Au siège désormais désert de la maison d’édition Mighty Current, le 2 janvier, dans le quartier de Causeway Bay, à Hong Kong. © ANTHONY KWAN/GETTY IMAGES

Au siège désormais désert de la maison d’édition Mighty Current, le 2 janvier, dans le quartier de Causeway Bay, à Hong Kong. © ANTHONY KWAN/GETTY IMAGES

Publié le 18 février 2016 Lecture : 3 minutes.

Chaque jour, des dizaines de curieux se pressent à l’entrée du siège de Mighty Current, petite maison d’édition du quartier de Causeway Bay, à Hong Kong. Mais en haut du minuscule escalier qui conduit à ses bureaux, la porte blindée reste obstinément close depuis la disparition, à l’automne 2015, de plusieurs de ses employés et dirigeants.

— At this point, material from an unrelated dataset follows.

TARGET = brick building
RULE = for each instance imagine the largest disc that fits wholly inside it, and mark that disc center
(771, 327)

Gui Minhai, par exemple, l’un des propriétaires, est parti en voyage en Thaïlande et n’en est jamais revenu : il aurait été enlevé par des barbouzes venues de Pékin. Quatre autres employés se sont volatilisés alors qu’ils s’apprêtaient à publier un brûlot sur la vie privée du président Xi Jinping, l’un de ces ouvrages au vitriol contre le PC chinois dont Mighty Current s’était fait une spécialité. La semaine dernière, la police a pour la première fois admis avoir arrêté trois de ces hommes : accusés d’« activités illégales », ils sont détenus en Chine continentale. Mais on est sans nouvelles des deux autres.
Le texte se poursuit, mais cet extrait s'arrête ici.